I learn and I share. That’s what I do. That’s what I love doing – I think!
Lately I’ve been questioning what I really want to do with my life. I thought that learning and sharing was it. But since the money hasn’t been rolling in for me, and I’ve been seeing disappointment after disappointment, my mind has taken over my heart and started shouting “Is this really what we are supposed to be doing?”
I have visions of writing in my head. I feel like that’s where I should be heading. Writing an eBook, info-product, or even that fiction story that I’ve had in my head for so long, but there’s this nagging voice of doubt that keeps me from doing it.
- · A doubt that I can’t do it.
- · A bigger doubt that it won’t work out.
- · An even bigger doubt that my time will not be well utilized for the next little while.
I’m looking for signs. I’m waiting for them! And when I get a little sign about what I should be doing with my life that resonates as the truth I get excited. But about a day later I’m confused again. I’m questioning whether it will work out or whether it will be a waste of my time.
Writing this I can see my answer is pretty clear. I’m already wasting my time! I’m wasting my time being indecisive and doing nothing! So maybe I should just start doing something new!
But that’s my other question that only receives confusing answers. If I stop doing what I’m doing will I have succeeded in a big way tomorrow? Will I cut myself just short of succeeding? Will I be guaranteeing myself another failure by not continuing to try – or have I tried enough!
So maybe that’s the answer. Do a little of what I was already doing with some new stuff mixed in.
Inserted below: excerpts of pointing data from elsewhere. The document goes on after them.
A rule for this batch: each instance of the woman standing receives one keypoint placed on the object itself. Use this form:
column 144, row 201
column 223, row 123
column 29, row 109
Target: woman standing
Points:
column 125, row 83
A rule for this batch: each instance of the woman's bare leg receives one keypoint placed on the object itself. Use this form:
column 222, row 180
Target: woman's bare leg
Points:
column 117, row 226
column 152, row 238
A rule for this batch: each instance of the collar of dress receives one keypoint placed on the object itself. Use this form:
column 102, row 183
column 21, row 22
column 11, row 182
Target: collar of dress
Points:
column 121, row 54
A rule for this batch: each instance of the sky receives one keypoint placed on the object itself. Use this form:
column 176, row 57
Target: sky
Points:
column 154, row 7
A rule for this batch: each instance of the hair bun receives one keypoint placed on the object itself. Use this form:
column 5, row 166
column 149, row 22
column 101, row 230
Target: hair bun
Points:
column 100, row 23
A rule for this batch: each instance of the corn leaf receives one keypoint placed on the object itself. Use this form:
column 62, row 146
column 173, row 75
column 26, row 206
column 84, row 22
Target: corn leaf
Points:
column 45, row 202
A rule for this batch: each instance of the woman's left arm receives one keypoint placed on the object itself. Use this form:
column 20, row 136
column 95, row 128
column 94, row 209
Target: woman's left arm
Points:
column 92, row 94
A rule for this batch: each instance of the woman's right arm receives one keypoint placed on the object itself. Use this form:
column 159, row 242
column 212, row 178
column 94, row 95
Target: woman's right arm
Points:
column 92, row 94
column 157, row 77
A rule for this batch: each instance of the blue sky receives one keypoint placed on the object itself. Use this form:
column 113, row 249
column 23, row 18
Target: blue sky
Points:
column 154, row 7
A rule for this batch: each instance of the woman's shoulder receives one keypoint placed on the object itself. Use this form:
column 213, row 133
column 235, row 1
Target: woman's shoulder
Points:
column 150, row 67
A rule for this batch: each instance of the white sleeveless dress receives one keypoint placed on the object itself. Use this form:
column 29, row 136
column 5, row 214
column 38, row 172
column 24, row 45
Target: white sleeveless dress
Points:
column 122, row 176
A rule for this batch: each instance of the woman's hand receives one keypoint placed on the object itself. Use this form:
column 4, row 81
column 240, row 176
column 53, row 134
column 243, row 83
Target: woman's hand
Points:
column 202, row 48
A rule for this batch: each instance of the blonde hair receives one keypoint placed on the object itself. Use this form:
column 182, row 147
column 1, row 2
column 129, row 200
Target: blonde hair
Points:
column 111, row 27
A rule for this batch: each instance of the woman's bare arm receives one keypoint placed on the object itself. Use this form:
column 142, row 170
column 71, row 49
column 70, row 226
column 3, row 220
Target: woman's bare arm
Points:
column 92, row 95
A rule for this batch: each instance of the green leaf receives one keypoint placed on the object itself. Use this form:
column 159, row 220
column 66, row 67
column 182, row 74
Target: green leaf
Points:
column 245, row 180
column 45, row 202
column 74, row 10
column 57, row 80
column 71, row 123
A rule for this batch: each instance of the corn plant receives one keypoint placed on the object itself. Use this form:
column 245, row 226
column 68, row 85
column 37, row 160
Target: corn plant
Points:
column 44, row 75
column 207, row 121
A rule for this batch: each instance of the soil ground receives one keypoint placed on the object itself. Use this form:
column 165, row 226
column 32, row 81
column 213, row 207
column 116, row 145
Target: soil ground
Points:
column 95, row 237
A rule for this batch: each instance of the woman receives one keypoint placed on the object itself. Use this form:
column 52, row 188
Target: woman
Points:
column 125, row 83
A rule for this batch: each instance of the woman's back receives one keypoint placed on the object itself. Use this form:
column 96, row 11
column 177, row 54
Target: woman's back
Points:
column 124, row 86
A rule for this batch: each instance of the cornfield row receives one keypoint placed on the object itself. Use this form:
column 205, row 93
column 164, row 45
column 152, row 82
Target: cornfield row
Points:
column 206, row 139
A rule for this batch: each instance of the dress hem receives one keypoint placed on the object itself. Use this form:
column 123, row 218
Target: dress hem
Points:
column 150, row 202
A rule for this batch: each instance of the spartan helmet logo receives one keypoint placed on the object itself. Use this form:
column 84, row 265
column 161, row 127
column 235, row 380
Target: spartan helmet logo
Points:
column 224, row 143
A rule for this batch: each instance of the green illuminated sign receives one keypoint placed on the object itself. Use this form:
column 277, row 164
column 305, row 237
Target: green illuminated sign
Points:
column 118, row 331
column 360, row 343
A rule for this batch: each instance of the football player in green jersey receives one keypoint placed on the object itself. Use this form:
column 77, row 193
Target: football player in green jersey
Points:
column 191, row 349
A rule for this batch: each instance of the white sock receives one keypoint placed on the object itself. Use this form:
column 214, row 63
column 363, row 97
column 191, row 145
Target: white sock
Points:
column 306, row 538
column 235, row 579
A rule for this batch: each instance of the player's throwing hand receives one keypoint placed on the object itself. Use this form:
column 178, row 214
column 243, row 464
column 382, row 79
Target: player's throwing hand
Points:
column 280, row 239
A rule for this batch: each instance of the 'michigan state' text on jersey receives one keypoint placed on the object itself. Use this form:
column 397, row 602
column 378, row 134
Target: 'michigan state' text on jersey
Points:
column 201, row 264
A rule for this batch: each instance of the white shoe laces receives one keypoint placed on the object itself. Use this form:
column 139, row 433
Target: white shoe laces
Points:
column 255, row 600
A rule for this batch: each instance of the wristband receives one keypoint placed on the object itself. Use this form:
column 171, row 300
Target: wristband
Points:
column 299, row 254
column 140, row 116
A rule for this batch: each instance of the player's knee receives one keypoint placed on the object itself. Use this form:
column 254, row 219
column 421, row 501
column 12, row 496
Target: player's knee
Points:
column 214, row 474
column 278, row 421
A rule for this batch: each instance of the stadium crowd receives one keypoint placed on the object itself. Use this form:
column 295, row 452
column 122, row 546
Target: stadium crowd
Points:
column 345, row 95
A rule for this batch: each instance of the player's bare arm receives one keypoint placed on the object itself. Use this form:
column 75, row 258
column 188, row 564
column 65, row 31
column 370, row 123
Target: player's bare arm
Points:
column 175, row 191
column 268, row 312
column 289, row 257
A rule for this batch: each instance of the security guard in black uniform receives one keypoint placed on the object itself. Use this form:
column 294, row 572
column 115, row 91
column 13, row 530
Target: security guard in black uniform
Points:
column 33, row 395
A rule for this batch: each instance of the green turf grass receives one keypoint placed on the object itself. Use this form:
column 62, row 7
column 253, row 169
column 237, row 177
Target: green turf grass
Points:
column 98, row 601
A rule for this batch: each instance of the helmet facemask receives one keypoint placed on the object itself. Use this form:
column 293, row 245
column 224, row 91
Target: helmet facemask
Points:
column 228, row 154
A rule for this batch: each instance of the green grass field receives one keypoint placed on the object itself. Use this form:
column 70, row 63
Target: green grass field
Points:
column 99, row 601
Find a balance in there somewhere. Do 50/50 and see which is more profitable. And that’s what I need! I need to see something profitable; not only to my wallet but to my rewards of what I am doing.
One of my most memorable lessons in life came from a teacher of mine in college. She said – Balance is important in life. That one little statement resonated as the truth with me from the moment she said it to right now. Balance in every area of your life is extremely important.
So there’s my answer – do some new with the old. Find a balance. At least try to see if the new works. And most importantly stop wasting my time doing nothing and start doing something because my life is occupied with nothing right now!